I. Fase Dilarang Jihad (Kaffu aL-Yad)
Data
statistik sejarah mencatat selama + 13 tahun sejak kenabian, ketika
Nabi masih berdomisili di Makkah, risalah/misi kerasulan Muhammad hanya
diperintahkan untuk menyeru iman meng-Esa-kan Allâh dan indzâr
al-musyrikîn, yakni menyampaikan kabar duka-derita bagi orang-orang yang
tidak beriman, serta menjalankan beberapa perintah agama yang sudah
disyariatkan. Dari kelima rukun Islam, baru syahadat dan shalat yang
diwajibkan saat itu, itupun selama tiga tahun hanya disampaikan oleh
Nabi dengan cara tertutup (sirri). Setelah itu, ketika dakwah Nabi telah
diikuti oleh beberapa penduduk Quraisy, turunlah ayat yang
memerintahkan penyampaian risalah secara terbuka (jahr). Pertama-tama,
Nabi diperintah menyampaikan kepada keluarga kemudian sanak terdekat
yang masih memiliki ikatan famili dari kabilah-kabilah bani Quraisy.
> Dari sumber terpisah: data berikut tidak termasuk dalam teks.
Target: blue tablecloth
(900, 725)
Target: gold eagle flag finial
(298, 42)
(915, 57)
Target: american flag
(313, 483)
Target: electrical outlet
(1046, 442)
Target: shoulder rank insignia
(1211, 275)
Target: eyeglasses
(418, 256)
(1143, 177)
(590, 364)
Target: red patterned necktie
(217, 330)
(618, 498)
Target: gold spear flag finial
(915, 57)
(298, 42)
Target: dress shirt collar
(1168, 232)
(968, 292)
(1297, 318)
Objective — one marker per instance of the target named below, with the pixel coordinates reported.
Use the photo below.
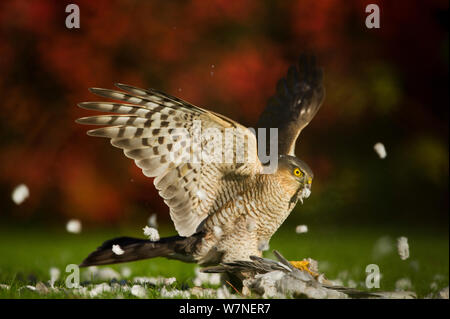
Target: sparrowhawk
(223, 208)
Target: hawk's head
(296, 176)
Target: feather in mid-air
(224, 209)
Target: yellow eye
(297, 172)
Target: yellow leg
(304, 266)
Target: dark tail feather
(175, 247)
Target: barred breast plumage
(223, 204)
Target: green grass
(26, 256)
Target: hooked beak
(305, 192)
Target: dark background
(386, 85)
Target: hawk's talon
(303, 265)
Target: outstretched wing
(187, 149)
(296, 102)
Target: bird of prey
(205, 167)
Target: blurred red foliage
(223, 55)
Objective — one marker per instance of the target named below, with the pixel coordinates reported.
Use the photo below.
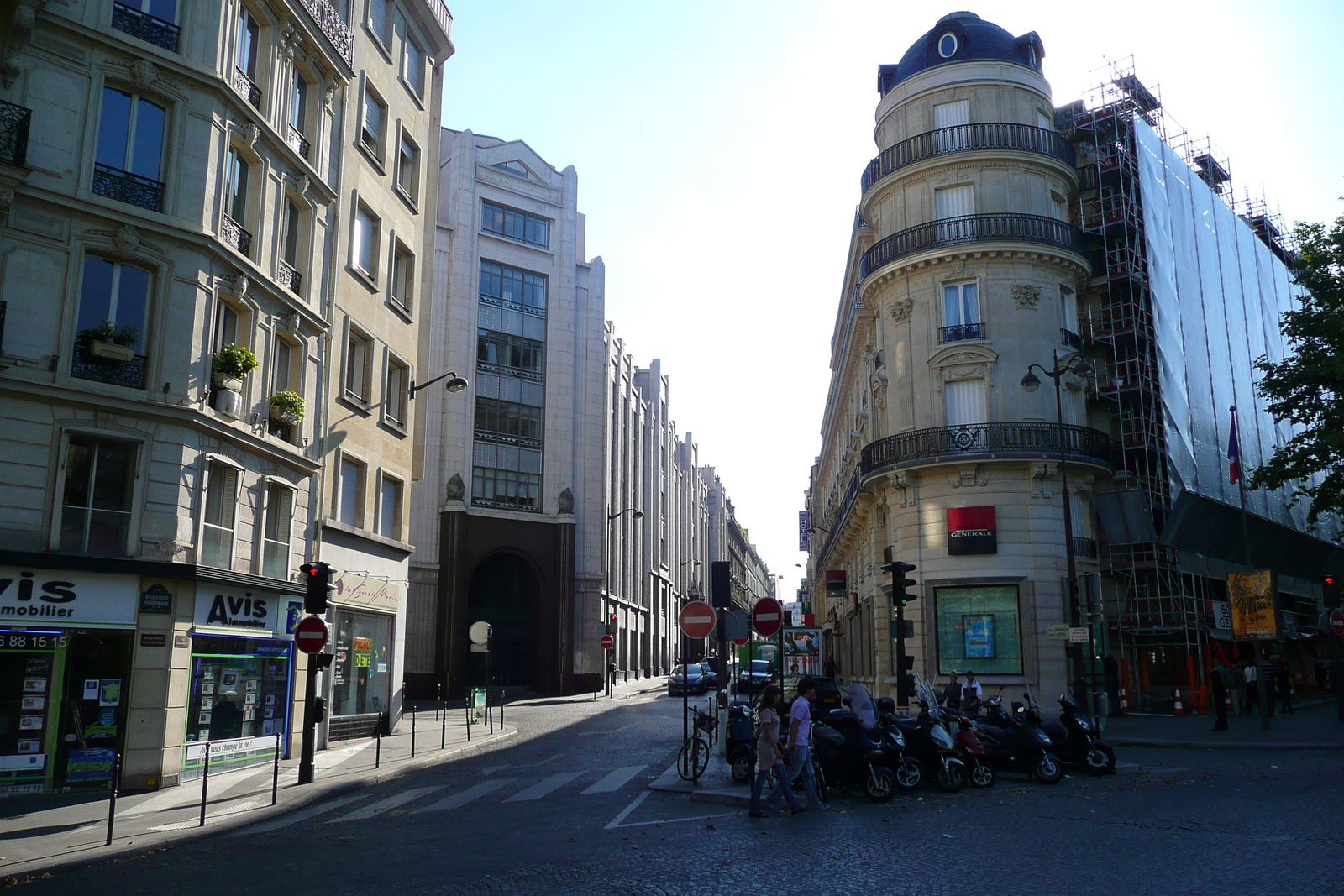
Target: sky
(719, 145)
Dakwah dengan cara terbuka ini menuai hasil pengikut yang cukup fantastis dibanding tiga tahun dengan cara tertutup sebelumnya, akan tetapi gelombang penolakan dan penentangan dari Quraisy terhadap dakwah Nabi juga jauh lebih besar. Kecintaan Quraisy karena ke-amîn-an figur Muhammad kini telah berubah menjadi kebencian, rasa familiar mereka ganti menjadi permusuhan dan kepercayaan selama ini telah mereka ganti pendustaan.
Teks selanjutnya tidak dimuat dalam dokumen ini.